L'un de ces « Vides » cependant est accessible : « The Memory Void » (« Le Vide de la Mémoire ») où l'on découvre une étrange et émouvante installation de Menasche Kadischman intitulée « Fallen Leaves ». Semblant provenir d'un tunnel dans une encoignure de l'immense espace vide, un flot de milliers de pavés d'acier circulaires vient s'échouer aux pieds du visiteur. Chaque pavé, percé de trous, figure le visage humain, yeux vides, bouche béante sur un cri inaudible. Un panneau signale que l'auteur a souhaité que le visiteur s'engage dans ce flot, marche sur les visages entassés devant lui, ce qui ne se fait d'abord que timidement un pied après l'autre, en se faisant le moins lourd possible. Sous les pas les pavés s'entrechoquent en émettant des sons métalliques, qui s'enflent au fur et à mesure que le marcheur s'enhardit, restituant aux visages piétinés leur cri insupportable. Le hurlement rauque du métal résonnant au fond de ce puits ne peut pas ne pas évoquer d'autres cris, d'autres images trop connues, celles des cohortes d'hommes yeux vides, bouches sans voix, poussées vers les chambres à gaz.

 

Beaucoup plus qu'une visite de musée, le passage par le Musée Juif est quelque chose comme une épreuve. L'interpellation physique voulue par l'architecte, suscite inévitablement émotion et réflexion.

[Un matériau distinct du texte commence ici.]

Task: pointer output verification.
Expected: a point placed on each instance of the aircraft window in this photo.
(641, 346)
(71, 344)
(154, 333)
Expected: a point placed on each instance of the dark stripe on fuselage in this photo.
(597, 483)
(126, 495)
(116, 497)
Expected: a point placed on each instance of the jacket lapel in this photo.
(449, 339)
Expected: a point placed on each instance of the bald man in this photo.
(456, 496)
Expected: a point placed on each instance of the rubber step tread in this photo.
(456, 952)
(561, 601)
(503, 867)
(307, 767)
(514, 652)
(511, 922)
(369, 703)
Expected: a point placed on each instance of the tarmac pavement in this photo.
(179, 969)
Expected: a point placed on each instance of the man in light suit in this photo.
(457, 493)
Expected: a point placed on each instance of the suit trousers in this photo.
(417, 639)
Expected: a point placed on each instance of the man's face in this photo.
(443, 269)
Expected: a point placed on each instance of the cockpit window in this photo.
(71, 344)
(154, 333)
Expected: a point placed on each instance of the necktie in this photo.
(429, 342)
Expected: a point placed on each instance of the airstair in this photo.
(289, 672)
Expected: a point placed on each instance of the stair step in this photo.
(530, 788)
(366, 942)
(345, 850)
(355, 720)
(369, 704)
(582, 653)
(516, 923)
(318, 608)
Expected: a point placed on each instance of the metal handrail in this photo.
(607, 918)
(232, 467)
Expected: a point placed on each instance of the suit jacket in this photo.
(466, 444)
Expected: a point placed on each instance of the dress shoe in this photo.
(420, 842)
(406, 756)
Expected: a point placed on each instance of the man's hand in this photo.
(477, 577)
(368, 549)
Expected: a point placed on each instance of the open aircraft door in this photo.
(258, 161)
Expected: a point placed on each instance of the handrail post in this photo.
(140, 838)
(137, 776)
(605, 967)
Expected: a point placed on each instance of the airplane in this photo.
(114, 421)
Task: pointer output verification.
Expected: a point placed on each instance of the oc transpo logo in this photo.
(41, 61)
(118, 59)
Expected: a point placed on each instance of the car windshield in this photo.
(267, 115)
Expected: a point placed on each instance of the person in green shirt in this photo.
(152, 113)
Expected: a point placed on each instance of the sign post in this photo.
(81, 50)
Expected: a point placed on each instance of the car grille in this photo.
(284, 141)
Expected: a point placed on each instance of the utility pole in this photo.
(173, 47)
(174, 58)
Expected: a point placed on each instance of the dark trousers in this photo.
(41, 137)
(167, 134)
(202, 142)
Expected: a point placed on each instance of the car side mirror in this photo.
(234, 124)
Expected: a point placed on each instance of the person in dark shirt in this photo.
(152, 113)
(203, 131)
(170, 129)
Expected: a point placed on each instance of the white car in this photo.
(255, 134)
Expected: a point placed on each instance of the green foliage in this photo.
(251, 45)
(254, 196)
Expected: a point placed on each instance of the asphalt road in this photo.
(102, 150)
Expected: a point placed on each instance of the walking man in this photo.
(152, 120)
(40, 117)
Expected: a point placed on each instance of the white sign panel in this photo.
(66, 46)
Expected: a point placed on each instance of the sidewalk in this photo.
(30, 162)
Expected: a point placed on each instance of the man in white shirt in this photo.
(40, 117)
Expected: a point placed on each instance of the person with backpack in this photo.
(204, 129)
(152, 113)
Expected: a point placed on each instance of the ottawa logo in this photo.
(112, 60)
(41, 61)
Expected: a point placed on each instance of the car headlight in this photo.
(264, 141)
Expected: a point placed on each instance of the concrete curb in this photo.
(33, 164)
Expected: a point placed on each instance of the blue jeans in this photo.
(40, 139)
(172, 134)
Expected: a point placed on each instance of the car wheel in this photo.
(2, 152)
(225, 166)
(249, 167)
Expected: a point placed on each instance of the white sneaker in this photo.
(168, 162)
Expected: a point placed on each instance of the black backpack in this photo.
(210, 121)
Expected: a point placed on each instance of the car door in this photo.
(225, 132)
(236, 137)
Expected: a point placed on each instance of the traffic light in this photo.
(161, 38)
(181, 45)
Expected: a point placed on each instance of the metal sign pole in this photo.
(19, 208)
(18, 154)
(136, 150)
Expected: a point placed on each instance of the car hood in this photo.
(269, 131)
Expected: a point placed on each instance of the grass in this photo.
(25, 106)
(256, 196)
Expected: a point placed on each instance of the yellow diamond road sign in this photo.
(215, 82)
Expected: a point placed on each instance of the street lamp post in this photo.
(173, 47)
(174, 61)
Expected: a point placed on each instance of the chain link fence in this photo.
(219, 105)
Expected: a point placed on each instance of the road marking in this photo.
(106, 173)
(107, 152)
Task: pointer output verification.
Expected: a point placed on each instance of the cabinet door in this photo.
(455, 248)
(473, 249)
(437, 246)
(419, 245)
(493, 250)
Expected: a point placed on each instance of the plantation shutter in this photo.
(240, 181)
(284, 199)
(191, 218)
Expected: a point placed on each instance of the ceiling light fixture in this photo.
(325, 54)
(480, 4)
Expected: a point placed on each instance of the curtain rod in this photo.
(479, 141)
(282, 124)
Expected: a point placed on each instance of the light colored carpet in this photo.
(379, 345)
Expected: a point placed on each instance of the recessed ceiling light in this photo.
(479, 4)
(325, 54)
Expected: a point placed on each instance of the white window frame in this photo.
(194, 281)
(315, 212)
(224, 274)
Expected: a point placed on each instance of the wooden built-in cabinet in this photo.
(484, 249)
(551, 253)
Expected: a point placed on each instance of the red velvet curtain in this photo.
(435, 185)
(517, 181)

Il est remarquable que ce résultat soit obtenu par une démarche qui, elle, n'a rien d'émotionnel, qui est totalement conceptualisée, maîtrisée, et use de moyens sans concession. Tout ici est voulu, pensé, mesuré, en fonction du but souhaité. Le gris, le métal brut, le béton, les lignes brisées, la lumière froide, les angles aigus, ne sont pas agréables à l'œil, ils ne flattent pas la corde sensible du spectateur, ils ne sont pas complaisants. Le bâtiment n'est pas beau au sens classique du terme, il est agressif, déroutant. On a là une démarche esthétique, propre à l'art conceptuel contemporain qui ne cherche pas à séduire, à faire plaisir, mais bien plutôt à agresser, bousculer, surprendre, pour mieux forcer le spectateur à se projeter dans un autre univers de sens où l'œuvre devient alors lisible. Le Musée Juif apparaît ainsi comme un voyage initiatique au sein de l'histoire du peuple juif dont on ne sort pas indemne.

Il y a longtemps que les architectes nous avaient fait savoir que leur art ne se limitait pas à des techniques de construction, qu'une maison, un immeuble, un édifice quel qu'il soit, doit puiser ses formes dans sa fonction, et qu'il est d'autant plus beau que le caractère épuré de sa forme rend plus lisible sa fonction. Mais avec Libeskind on va beaucoup plus loin : l'œuvre est « expression » au sens de l'expressionnisme, elle sollicite une prise de conscience ; les décisions architecturales, en provoquant le malaise, font vibrer l'esprit à l'unisson du corps, induisant ainsi chez le visiteur déstabilisé la confrontation brutale avec l'absence, le vide, la mort. L'architecture devient alors art à part entière.